The panel — Circuit Judges Thomas Hardiman, Cheryl Ann Krause and Arianna Freeman — rejected each of Janssen's four arguments for why the District Court erred. Judge Krause wrote the opinion.
"Rarely do courts grant injunctive relief before the plaintiff secures a judgment," Krause wrote. "And even more rarely is that relief granted in contract cases, where it is usually the case that monetary damages can later be quantified."
The dispute traces to a settlement ending earlier litigation over Samsung's SB17, a biosimilar of Janssen's ustekinumab, which is marketed as Stelara and generated more than $70 billion in sales over a fifteen-year effective patent life. The settlement gave Samsung a limited patent license that barred sublicensing except to "commercialization partners to import, sell and offer to sell SB17 Product on behalf of" Samsung.
Samsung used that exception to sublicense to Sandoz AG, which markets SB17 as Pyzchiva. It then entered a Private Label Distributor Agreement and a separate Sublicense Agreement with Quallent Pharmaceuticals Health LLC, a subsidiary of Cigna Group. Quallent was designated "as a commercialization partner" and granted a "non-exclusive, non-transferable sublicense" to sell SB17 "under Quallent's own label."
Janssen sued, arguing the Quallent arrangement fell outside the "on behalf of" exception and would irreparably harm its market share, pricing and negotiating leverage because Cigna controls roughly 23% of the U.S. prescription market. U.S. District Judge Georgette Castner found Janssen likely to succeed on its breach-of-contract and implied covenant claims but concluded the asserted harms were compensable or "too speculative."
The panel rejected Janssen's contention that loss of market share in a complex market is categorically irreparable. Janssen relied on Novartis Consumer Health Inc. v. Johnson & Johnson-Merck Consumer Pharmaceuticals Co., but Krause wrote that the case arose "in the distinct context of the Lanham Act during an era in which this Court and others applied a presumption of irreparable harm," a presumption the Third Circuit "subsequently disavowed" in Ferring Pharmaceuticals Inc. v. Watson Pharmaceuticals Inc. "Damages are always the default remedy for breach of contract," Krause wrote, quoting the Supreme Court's plurality opinion in United States v. Winstar Corp.
On Janssen's argument that the District Court wrongly required damages to be "impossible" rather than merely difficult to calculate, the panel said the District Court had applied the standard from ECRI v. McGraw-Hill Inc., which asks whether calculation is "impracticable" — meaning "practically impossible." Krause called Janssen's position "an odd argument, to say the least, given that Janssen itself embraced 'impossibility' as the proper standard below."
The panel also upheld the District Court's finding that the claimed loss of negotiating leverage against Cigna was "too speculative." "The bald assertion of irreparable harm from a loss of negotiating leverage and the 'domino effect' that loss allegedly would have on a movant's business does not clear that threshold," Krause wrote, citing Acierno v. New Castle County.
Janssen's expert, Dr. Robert Popovian, pointed to the effect of private-label biosimilars on Humira, testifying that "[i]f Quallent introduces its STELARA biosimilar, the results will be similar." Samsung's expert, Dr.
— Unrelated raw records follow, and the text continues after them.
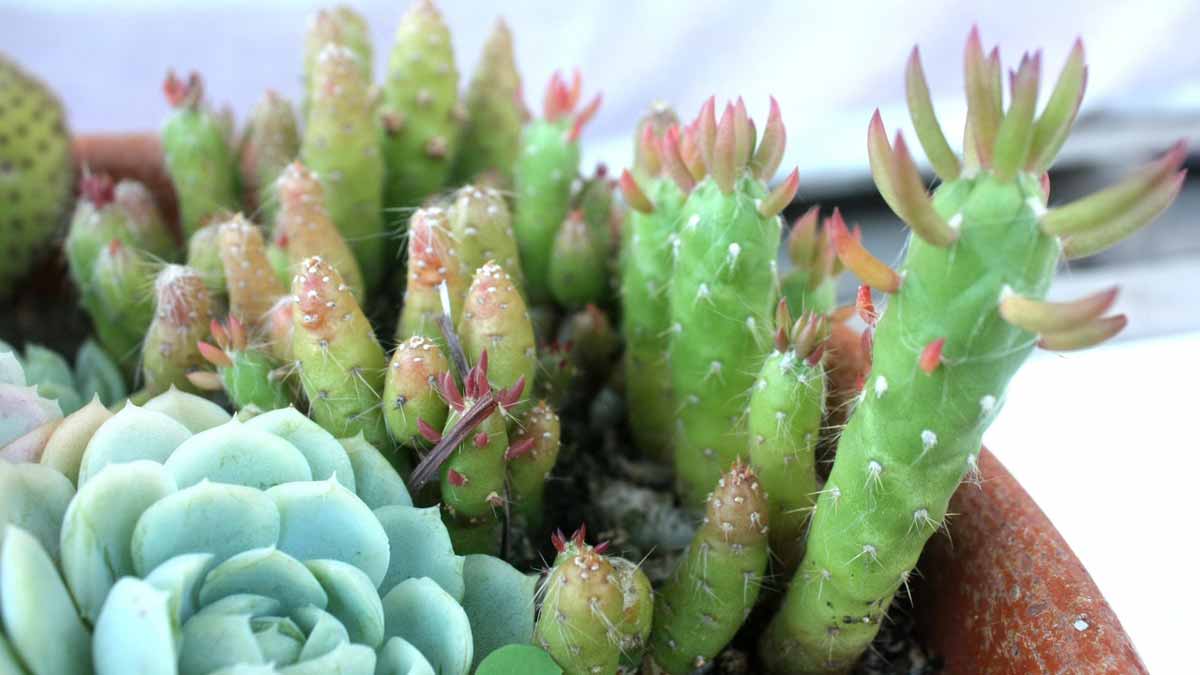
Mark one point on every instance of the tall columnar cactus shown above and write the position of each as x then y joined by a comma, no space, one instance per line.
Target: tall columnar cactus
483,231
269,144
341,364
181,316
963,315
723,290
647,260
198,156
341,147
432,261
715,586
545,168
491,137
304,227
786,410
421,114
37,174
DeForest McDuff, characterized Humira's market-share losses as "relatively modest, and at the very least . . . measurable." The District Court credited McDuff and the panel found no clear error.
Finally, the panel rejected the argument that the District Court imposed an improper "severity" threshold when it declined to find that Quallent's entry would "crush the market." Krause wrote that the court was distinguishing an Illinois district court case and "was not adopting a particular percentage threshold for lost market share."
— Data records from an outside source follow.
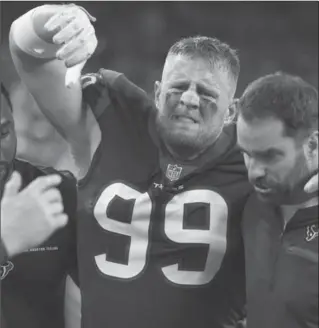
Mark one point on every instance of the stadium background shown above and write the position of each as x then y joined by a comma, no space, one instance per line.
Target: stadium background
135,36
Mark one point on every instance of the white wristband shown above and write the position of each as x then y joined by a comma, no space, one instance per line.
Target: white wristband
28,41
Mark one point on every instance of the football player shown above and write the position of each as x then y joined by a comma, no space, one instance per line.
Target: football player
162,184
278,133
37,235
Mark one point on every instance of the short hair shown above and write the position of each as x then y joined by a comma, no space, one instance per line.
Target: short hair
212,49
285,97
5,93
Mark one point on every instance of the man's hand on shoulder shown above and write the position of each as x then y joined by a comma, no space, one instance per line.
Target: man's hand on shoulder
32,215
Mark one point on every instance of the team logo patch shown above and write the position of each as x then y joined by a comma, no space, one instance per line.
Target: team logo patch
88,79
173,172
5,268
311,232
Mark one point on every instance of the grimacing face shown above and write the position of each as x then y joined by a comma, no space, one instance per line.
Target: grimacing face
8,141
278,165
192,100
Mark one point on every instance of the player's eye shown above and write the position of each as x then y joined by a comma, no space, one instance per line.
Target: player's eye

"Janssen has not established that it is so reliant on Stelara sales that it would not be able to 'easily absorb any short-term harm before a trial on the merits,'" Krause wrote, quoting McDuff's declaration.
Lisa S. Glasser of Irell & Manella argued for Janssen. Hagan Scotten of Hueston Hennigan argued for Samsung Bioepis.
The case is Johnson & Johnson v. Samsung Bioepis Co. Ltd., No. 25-1831, in the U.S. Court of Appeals for the Third Circuit.